DEV Community

Discussion on: Welcome to SQL 3: Building Relationships and Combining Data Sets

Collapse
 
dominicbisset profile image
Dominic Bisset

That's a solid introduction to joins and unions. I particularly appreciated the animation - it's a great way of representing the filtering effect of joins, and certainly clearer than a Venn diagram.

I think you've missed some of the nuance of the full outer join though. The way you describe it as producing the Cartesian product of the two incoming tables - the rows in one table multiplied by the rows in the other - is more true of the CROSS JOIN (which you suggested is an alias of the INNER JOIN).

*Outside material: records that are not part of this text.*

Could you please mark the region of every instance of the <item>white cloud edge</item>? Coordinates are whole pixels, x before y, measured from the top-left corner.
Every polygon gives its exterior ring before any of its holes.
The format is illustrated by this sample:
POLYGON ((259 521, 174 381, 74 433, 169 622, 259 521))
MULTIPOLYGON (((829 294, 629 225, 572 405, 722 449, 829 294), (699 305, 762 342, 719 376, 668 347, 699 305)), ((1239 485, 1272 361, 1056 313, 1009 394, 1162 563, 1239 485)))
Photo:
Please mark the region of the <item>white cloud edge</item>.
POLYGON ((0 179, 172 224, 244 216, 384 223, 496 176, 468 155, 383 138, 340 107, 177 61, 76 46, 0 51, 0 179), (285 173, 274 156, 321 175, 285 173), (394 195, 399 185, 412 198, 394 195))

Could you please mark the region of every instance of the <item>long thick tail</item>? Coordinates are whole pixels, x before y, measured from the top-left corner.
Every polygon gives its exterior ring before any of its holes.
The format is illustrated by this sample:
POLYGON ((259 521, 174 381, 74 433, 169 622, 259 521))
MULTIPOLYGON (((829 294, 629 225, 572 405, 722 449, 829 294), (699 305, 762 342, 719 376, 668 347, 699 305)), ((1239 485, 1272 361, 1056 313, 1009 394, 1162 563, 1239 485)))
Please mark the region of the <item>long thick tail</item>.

As it happens your Pandas example will produce the same output if you join the two tables on column B regardless of whether you do an FULL OUTER, LEFT or even INNER JOIN. The problem lies not in the type of join but that you're trying to join two tables with tangentially related data. There's not enough commonality between the sets to make sensible decisions about what should match to what. If you wanted to reduce the number of rows you'd have to use data sets with more columns so you have composite keys that overlap more.

Rather than showing rows that have multiple matches, a better example for FULL OUTER joins considers what happens when rows don't have a match. You end up with some complete rows, some rows with NULLs at the end and data at the start (assuming a select *), and others with NULLs at the start with data towards the end.

They are niche. There aren't many cases where you'd use one over a left join because largely you have got a primary driving data source that you're trying to add supplementary info to. A use case I came across was when I had two conceptually-similar tables from different sources - reels of paper tracked by different factory data collection systems. Both tables had some common columns, and some extra info that wasn't available in the other system. Both sources knew about some of the reels of paper but not all of them, and a LEFT (or RIGHT) JOIN would filter out the rows from the "other" system that the driving system didn't know about. By FULL OUTER JOINing them together and COALESCING the resultant NULLs to sensible defaults I was able to get the most detailed picture of the system as a whole.